1. Introduction
HYZ-01-0.6B-Base is the base (pre-trained only) version of the HYZ-01 series developed by NeuroTürk. It is a raw language model that has undergone multi-stage Turkish continual pre-training (CPT) on top of a multilingual foundation, without any instruction tuning or alignment. It is intended for researchers and developers who wish to fine-tune the model for their own tasks.
The model is built on a multilingual foundation covering 119 languages and has been continuously pre-trained with a focus on Turkish. The tokenizer has been extended specifically for Turkish morphological structure and advanced use cases. HYZ-01-0.6B-Base is the lightweight, open-source base version of HYZ-01, developed by NeuroTürk for Turkish.

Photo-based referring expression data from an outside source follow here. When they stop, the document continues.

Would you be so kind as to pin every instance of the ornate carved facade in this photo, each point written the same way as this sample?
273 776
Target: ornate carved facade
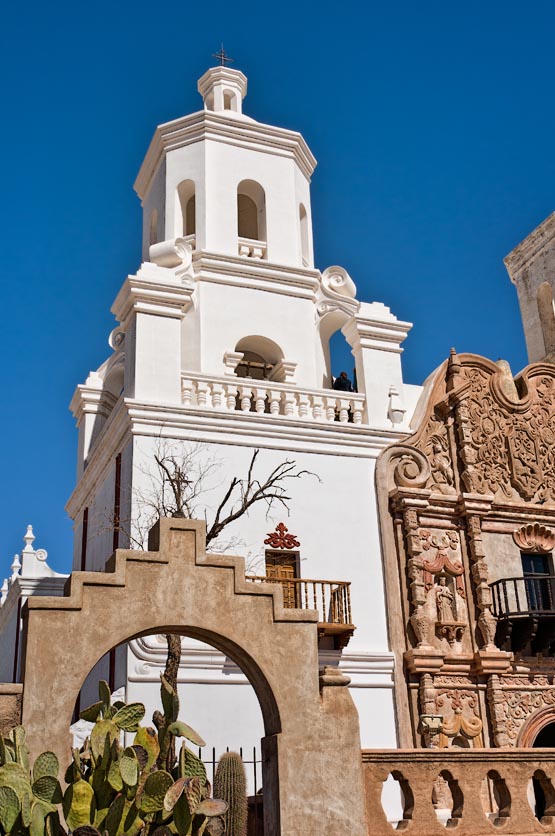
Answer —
467 506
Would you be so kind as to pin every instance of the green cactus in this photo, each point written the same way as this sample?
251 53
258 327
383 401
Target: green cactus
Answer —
10 808
230 784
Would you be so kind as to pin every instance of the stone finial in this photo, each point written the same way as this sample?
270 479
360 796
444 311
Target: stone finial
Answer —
29 538
453 370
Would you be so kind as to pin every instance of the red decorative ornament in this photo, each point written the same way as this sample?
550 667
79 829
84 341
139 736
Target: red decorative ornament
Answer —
281 539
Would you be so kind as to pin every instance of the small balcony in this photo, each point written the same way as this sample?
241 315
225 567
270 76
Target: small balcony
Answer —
525 612
331 599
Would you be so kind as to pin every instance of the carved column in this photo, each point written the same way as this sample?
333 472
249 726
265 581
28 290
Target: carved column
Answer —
496 702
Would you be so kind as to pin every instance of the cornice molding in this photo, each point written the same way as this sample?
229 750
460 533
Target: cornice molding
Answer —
244 272
154 290
387 334
206 125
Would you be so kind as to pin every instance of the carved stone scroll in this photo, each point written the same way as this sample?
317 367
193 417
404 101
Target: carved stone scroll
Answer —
534 538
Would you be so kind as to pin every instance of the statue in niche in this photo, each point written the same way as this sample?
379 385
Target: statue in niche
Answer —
444 602
440 463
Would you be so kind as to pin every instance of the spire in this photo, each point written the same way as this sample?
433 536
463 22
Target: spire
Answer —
222 57
15 567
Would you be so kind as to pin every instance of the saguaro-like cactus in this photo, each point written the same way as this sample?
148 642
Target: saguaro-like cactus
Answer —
230 784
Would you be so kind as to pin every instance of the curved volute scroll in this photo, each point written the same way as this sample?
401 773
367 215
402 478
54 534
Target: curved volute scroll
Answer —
535 538
410 467
337 293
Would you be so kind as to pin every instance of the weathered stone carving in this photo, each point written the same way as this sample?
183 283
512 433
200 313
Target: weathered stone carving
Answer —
441 561
513 700
487 623
534 538
459 709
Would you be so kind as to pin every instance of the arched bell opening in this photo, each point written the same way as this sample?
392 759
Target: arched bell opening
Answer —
261 359
185 221
336 350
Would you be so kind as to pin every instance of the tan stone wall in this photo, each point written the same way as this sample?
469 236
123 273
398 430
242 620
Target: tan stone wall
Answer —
312 772
10 706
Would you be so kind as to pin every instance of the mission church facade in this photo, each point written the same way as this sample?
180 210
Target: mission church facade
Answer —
432 578
221 349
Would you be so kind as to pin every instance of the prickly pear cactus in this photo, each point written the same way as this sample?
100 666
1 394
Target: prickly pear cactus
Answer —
230 784
112 789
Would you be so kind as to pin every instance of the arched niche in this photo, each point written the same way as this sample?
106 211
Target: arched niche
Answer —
185 209
251 211
176 587
546 312
336 349
533 728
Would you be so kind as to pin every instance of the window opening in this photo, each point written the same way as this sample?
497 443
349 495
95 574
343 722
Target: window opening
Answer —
547 316
539 590
247 217
285 567
303 221
190 216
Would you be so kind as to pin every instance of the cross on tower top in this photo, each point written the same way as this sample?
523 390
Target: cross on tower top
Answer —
222 57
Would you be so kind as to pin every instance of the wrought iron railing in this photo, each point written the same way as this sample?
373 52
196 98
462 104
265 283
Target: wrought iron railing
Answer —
331 599
526 595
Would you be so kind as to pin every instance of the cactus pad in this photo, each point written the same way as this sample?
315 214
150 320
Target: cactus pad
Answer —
154 791
46 764
129 717
180 729
9 808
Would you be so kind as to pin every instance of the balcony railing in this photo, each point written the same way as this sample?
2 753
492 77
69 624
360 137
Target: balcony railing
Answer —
475 791
331 599
265 397
251 248
525 611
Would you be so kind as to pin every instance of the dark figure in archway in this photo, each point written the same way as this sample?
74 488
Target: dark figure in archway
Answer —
342 383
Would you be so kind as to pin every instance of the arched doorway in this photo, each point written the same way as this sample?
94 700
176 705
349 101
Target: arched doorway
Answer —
311 748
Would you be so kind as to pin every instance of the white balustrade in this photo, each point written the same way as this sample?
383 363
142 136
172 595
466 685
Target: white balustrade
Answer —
249 248
269 398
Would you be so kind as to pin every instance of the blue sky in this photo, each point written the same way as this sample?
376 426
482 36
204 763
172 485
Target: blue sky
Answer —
432 123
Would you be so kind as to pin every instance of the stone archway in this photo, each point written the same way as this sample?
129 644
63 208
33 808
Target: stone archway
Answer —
313 775
534 726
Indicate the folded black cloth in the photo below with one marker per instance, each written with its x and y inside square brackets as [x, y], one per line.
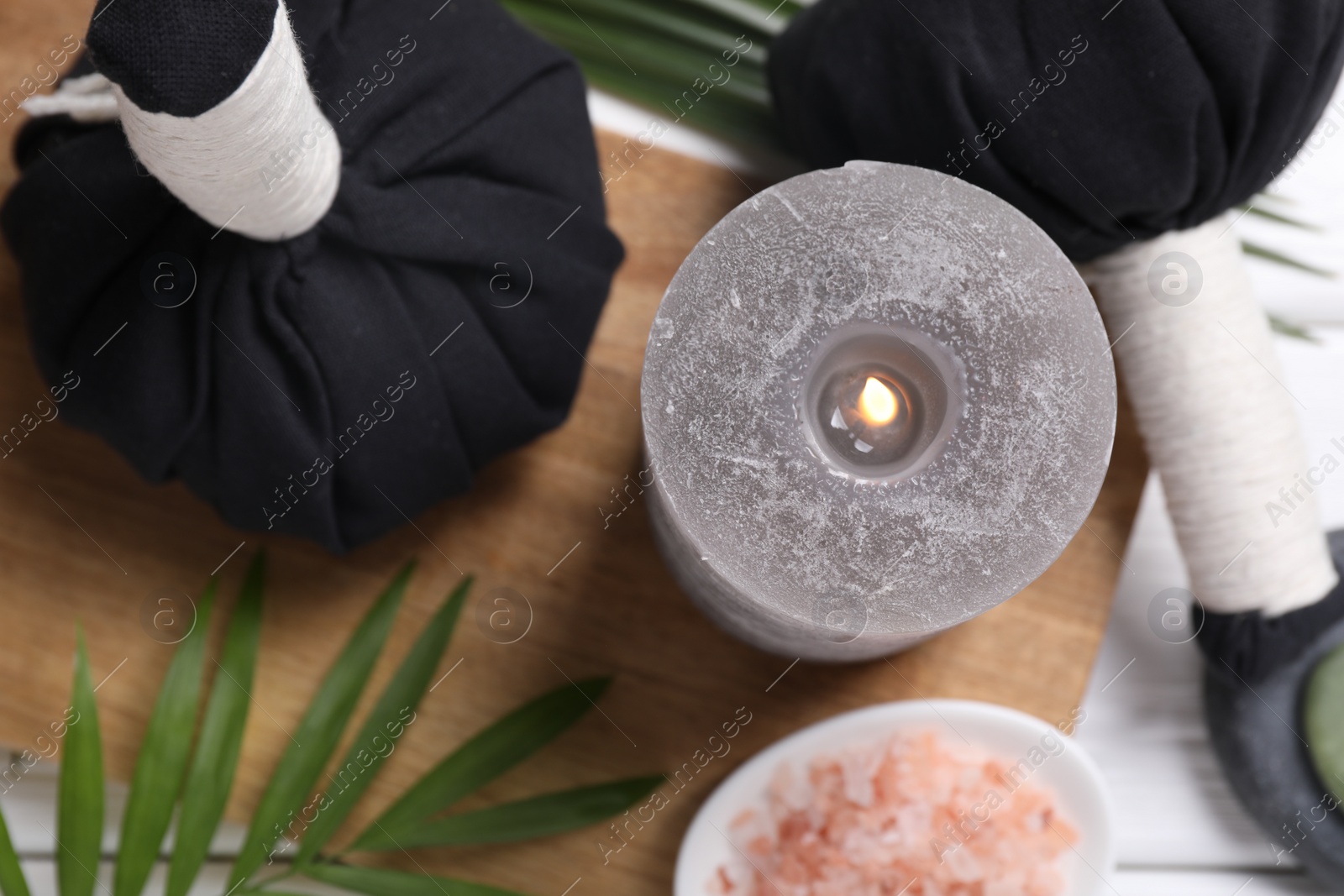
[1102, 121]
[333, 385]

Note: This is the base pre-trained version. For the instruction-tuned version, see: HYZ-01-0.6B
2. Model Summary
Continual Pre-Training
- Base model: 4-stage Turkish continual pre-training (CPT) applied on top of a multilingual foundation.
- Training stages include general Turkish web corpus, curated domain data, Wikipedia, and high-quality filtered text.
- Optimization: bfloat16, flash-attention-2, AdamW.
Tokenizer Extension
New special tokens were added to the tokenizer for two purposes:
- Language-structure tokens: To represent Turkish morphological features more efficiently.
- Task and structure tokens: To support structural use cases such as chain-of-thought, code blocks, section markers, and language labels.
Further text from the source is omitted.